I do know that sometimes when I hold her hand, she tells me things. It's not in words but in feelings or in her touch and other times it's the look on her face, but Gertrude is still sending out love and acceptance. She's still working her special magic on those around her and it doesn't take words to accomplish it. There is just an atmosphere around her that you can feel, and if you're ever lucky enough to know Gertrude Wisner, or someone like her, you'll feel it, too for a moment, or for several moments and you'll never ever forget it.

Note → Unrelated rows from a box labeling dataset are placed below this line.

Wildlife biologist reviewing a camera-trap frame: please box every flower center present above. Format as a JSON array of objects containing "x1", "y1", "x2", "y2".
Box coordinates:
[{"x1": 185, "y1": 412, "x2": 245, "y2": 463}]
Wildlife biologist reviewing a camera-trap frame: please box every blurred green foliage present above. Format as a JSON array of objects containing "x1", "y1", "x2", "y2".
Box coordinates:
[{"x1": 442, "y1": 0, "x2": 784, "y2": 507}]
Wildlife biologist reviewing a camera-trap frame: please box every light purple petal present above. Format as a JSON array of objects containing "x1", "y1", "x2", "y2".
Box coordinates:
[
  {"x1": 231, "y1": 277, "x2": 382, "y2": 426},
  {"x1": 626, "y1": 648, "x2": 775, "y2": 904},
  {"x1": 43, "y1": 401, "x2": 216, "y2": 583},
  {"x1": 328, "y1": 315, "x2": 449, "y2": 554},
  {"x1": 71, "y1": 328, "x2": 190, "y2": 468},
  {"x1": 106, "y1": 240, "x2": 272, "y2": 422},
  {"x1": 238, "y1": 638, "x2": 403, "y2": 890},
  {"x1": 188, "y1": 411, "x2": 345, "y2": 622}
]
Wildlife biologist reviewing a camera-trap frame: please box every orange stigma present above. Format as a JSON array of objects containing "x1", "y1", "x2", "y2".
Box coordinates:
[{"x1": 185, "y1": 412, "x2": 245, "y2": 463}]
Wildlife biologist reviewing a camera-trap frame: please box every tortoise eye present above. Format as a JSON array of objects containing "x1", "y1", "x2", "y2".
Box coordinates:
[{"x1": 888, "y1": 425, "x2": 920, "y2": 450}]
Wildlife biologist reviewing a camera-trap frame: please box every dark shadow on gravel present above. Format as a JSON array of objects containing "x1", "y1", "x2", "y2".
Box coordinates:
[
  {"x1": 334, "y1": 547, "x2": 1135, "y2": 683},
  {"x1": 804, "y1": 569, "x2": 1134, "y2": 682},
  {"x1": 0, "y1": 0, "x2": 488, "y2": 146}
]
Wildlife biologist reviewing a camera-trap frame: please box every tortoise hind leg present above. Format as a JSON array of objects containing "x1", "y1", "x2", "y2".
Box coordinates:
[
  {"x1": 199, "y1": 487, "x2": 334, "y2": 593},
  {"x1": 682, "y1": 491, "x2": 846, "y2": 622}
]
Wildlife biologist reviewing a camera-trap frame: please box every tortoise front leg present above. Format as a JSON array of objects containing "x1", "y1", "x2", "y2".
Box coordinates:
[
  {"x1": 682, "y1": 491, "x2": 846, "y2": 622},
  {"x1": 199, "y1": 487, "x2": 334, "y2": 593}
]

Don’t think for a moment that Gertrude can’t communicate anymore. She really can but you have to be willing to listen a little better and a little bit smarter. You have to study looks and gestures and touch and the joy of a moment of recognition. If you do, if you will really take the time, there are still a lot of things that Gertrude can share with you, and she will. She's in a special place where only some people go, but its uniqueness is still being studied. Sometimes I'm amazed at how truly beautiful she still is. Her face is quite youthful after eighty-eight years of age and she just exhibits the sweetness that I have always loved about her. Although some things have changed and her methods may now be somewhat altered, don’t think for a moment that Gertrude can’t share with you; she will do her part if you'll do yours.
The look on Gertrude’s face is sometimes mysterious. She's in deep thought somewhere else, probably a much better place. I sometimes believe that she is more aware of important events than I am. I don’t really know where she is - no one does. I think she knows some secrets, don’t you?

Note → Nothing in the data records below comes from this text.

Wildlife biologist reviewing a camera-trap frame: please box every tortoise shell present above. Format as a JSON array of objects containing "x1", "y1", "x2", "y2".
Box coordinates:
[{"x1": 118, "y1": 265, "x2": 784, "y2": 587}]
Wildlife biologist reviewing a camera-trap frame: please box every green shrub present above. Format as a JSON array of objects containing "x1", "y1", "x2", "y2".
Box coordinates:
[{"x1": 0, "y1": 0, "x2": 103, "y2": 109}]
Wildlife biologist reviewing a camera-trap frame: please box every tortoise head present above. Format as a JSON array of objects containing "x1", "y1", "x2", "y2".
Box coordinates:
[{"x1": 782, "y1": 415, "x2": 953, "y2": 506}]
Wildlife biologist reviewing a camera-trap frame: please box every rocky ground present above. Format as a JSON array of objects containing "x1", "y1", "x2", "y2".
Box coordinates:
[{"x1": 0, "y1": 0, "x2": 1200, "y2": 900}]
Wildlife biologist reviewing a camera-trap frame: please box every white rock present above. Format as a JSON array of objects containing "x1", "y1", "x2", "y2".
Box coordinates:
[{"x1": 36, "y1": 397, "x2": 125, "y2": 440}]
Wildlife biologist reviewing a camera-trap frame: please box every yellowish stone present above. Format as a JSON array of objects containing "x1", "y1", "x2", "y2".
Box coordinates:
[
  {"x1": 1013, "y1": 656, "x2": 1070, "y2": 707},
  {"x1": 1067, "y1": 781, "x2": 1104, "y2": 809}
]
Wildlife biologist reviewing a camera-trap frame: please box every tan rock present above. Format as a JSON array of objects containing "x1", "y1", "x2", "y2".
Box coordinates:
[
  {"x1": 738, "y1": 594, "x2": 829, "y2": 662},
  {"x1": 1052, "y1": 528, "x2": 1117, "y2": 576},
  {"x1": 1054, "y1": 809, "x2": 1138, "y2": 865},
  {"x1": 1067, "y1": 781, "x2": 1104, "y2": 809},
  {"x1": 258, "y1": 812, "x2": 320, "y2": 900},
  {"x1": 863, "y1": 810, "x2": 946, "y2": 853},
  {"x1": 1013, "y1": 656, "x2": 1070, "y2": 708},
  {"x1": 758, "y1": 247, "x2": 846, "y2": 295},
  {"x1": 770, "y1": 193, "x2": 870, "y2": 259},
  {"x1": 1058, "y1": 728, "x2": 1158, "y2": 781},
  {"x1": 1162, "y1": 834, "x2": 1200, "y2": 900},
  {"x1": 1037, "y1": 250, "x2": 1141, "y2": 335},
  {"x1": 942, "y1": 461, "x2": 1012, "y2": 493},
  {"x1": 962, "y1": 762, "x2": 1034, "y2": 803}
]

I had noticed recently that Gertrude would react if you said her name and squeezed her hand at the same time to get her attention. You could definitely get some eye contact and focus, if only for a few moments. So I kept asking her over and over again, "Gertrude, how are you doing? ... Gertrude, how are you doing?" Sometimes I would repeat the same phrase many times just trying to get her to center on words. Then one night Gertrude said to me, "Well Jeanne, I think I'm doing just fine." It was quite a surprise.